I can’t access LCM in my CE cluster. It just says “LCM Framework Update is in progress. Please check back when the update process is completed.” It’s been like this for days. Updating Foundation and NCC worked fine the old way.
I can’t see any active tasks in Prism or using ecli task.list
Any ideas?
Page 1 / 1
I’ve noticed if I do an NCC check then I get a load of :
INFO: Cluster/node reports it is currently undergoing maintenance/upgrade. This health check plugin is disabled during this workflow to avoid inaccurate results or alerts but will run again when the workflow completes. See KB4999 for more details.
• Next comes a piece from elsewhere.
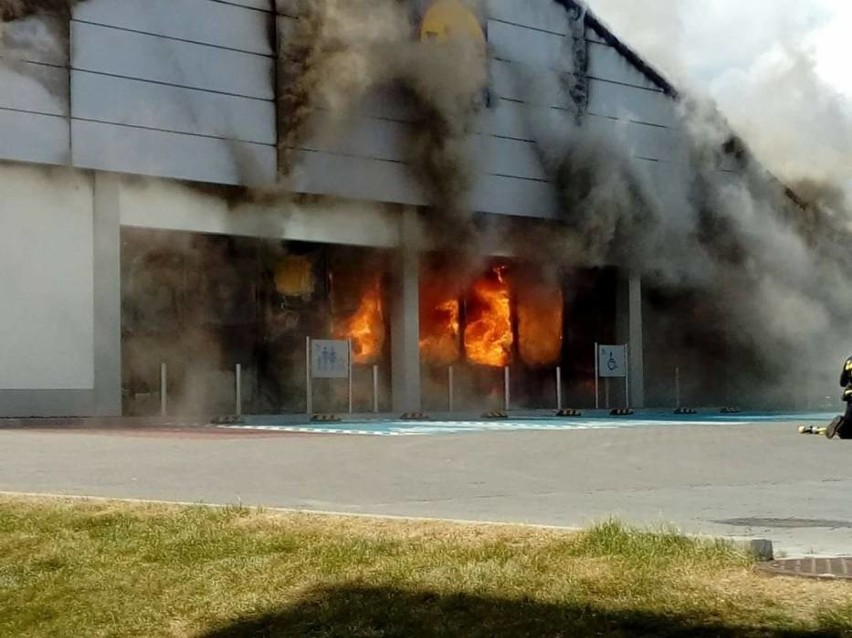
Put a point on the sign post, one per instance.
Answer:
(327, 359)
(611, 363)
(597, 378)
But ncli host ls shows false for maintenance mode on all three nodes.
I found some other scripts but again says nothing is happening:
nutanix@NTNX-afcd9aa8-A-CVM:192.168.250.236:/usr/local/nutanix/cluster/bin/lcm$ ./lcm_upgrade_status Ongoing upgrades: No upgrade is in progress
Finished upgrades: Up to 5 previously finished upgrade batches listed in descending order of upgrade start time: nutanix@NTNX-afcd9aa8-A-CVM:192.168.250.236:/usr/local/nutanix/cluster/bin/lcm$
nutanix@NTNX-afcd9aa8-A-CVM:192.168.250.236:/usr/local/nutanix/cluster/bin/lcm$ lcm_auto_upgrade_status No autoupdate in progress
I just tried moving the lcm_leader to another node (no idea how to do this so I just rebooted the CVM the lcm_leader was on!) and it now just hangs on “Loading...” when going to the LCM page in Prism.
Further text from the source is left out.